A few days ago, Peter Broks retweeted a programme broadcast by the ZDF in 1978 in which the presenter talks very clearly about climate change and its impacts. I remember that clip! And I remember the time when, in 1988, climate change became finally, I thought, climate politics. But nothing has really happened since then. Will the German floods be a wake-up call? They certainly have kept me awake for days!
Thanks
I would like to thank all those who helped my father and me in these difficult times: the friends and relatives in Germany, the Twitter community, and in particular the liveblog of the Aachener Zeitung which kept me always right up to date and provided useful information, including telephone numbers and so on that I could use or pass on!

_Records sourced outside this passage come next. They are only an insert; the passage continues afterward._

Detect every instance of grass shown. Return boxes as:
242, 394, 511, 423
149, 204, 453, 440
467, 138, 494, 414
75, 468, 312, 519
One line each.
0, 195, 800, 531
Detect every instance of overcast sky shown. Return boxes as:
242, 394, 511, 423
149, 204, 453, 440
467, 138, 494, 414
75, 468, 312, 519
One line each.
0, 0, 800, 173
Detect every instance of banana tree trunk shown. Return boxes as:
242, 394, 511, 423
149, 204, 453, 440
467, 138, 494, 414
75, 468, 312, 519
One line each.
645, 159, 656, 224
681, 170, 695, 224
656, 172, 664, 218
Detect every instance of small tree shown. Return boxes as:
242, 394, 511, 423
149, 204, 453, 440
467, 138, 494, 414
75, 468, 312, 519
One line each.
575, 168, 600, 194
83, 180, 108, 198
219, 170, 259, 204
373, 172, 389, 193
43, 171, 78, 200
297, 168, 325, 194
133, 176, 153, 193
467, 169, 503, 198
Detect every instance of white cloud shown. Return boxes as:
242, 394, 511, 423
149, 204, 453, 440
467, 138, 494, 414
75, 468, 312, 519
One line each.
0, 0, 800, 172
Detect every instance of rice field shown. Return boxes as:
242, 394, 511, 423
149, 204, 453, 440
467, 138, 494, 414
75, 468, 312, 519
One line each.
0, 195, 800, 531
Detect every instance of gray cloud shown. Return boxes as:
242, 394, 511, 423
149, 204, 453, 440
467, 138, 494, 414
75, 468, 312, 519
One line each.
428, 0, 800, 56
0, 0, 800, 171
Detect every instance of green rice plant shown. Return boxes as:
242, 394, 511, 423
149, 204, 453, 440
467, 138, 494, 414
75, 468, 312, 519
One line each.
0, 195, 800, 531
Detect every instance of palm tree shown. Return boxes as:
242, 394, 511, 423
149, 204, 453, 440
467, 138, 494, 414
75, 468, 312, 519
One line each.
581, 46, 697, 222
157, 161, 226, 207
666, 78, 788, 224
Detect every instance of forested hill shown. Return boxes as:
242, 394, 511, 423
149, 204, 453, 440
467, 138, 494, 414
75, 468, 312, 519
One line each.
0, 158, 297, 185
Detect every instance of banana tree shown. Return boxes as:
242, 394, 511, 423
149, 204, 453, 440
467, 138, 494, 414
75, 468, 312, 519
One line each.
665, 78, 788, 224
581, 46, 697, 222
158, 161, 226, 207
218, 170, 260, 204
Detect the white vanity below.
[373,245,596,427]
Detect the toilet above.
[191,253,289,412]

Here are some pictures of Stolberg after the flood: https://www.reddit.com/r/germany/comments/om0nsv/stolberg_after_the_flood/
Image: Zweifall in better times
Hoping that you father and the rest of the area are safe and able to return–almost said to ‘normal’–but that’s the point isn’t it? What is normal in times of rapid change, and is it desirable?
Today, one week after the disaster, electricity is back but still no way of phoning him directly. So I only get indirect reports. But fortunately quite a few of them. and he is ok. Getting there is another matter, especially with the covid pandemic in the UK being out of control. There are so many extreme weather disasters round the world now, it is unbelievable … and still nothing is done.